"Universal" differential identities

Let's work in two dimensions for notational simplicity. We claim that there is no non-trivial polynomial identity of the form $$ P( f, f_x, f_y, f_{xx}, f_{xy}, \dots ) = 0$$ relating some finite number of derivatives of $f$, for any smooth $f$. Suppose for contradiction that this is the case. Taking a functional derivative (i.e. replacing $f$ by $f+ \varepsilon g$ for arbitrary smooth $g$, and then differentiating at $\varepsilon=0$, one obtains a linearised (in $g$) identity of the form $$ P_f(f,f_x,\dots) g + P_{f_x}(f,f_x,\dots) g_x + \dots = 0.$$ Now, at any point in space, the values of finitely many of the various derivatives $g, g_x, g_y, \dots$ are completely unconstrained (as can be seen by taking $g$ to be a finite Taylor series around that point). So the only way the above identity can hold for all $f$ and $g$ is if one has $$ P_f(f,f_x,\dots) = 0$$ $$ P_{f_x}(f,f_x,\dots) = 0$$ etc.. By induction on the degree of $P$, this can only happen if $P_f, P_{f_x}, \dots$ vanish identically, so that $P$ is constant, hence zero, so the identity is trivial.

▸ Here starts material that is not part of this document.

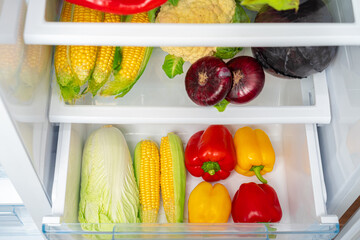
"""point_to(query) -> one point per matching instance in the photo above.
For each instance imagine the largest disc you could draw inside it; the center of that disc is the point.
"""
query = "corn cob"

Edit: after the edits of OP this seems to be an incomplete answer.

Are there relations in this ring which are not consequences of the fundamental relation (1)?.

If by this ring you mean the subring of Maps($C^\infty(\mathbb{R}^n),C^\infty(\mathbb{R}^n)$) generated by partial derivatives (where I consider composition as multiplication), then the answer is, no. Indeed, the map from $\mathbb{Z}[v_1,\ldots,v_n]$ (the free commutative ring in $n$ generators, aka polynomials with integer coefficients), to Maps($C^\infty(\mathbb{R}^n),C^\infty(\mathbb{R}^n)$), sending each generator $v_i$ to the partial derivative operator $D_i$ is injective, since from

$\sum_{\alpha\in\mathbb{N}^n} c_\alpha D^\alpha (f)=0$ for all functions $f\in C^\infty(\mathbb{R}^n)$,

we can conclude that all coefficients $c_\alpha\in \mathbb{Z}$ are zero, by applying it to monomial functions $f(x_1,\ldots,x_n)=x^\alpha$. (Here $\alpha =(\alpha_1,\ldots,\alpha_n)$ is a multi-index and $x^\alpha = x_1^{\alpha_1}\cdots x_n^{\alpha_n}$ etc.)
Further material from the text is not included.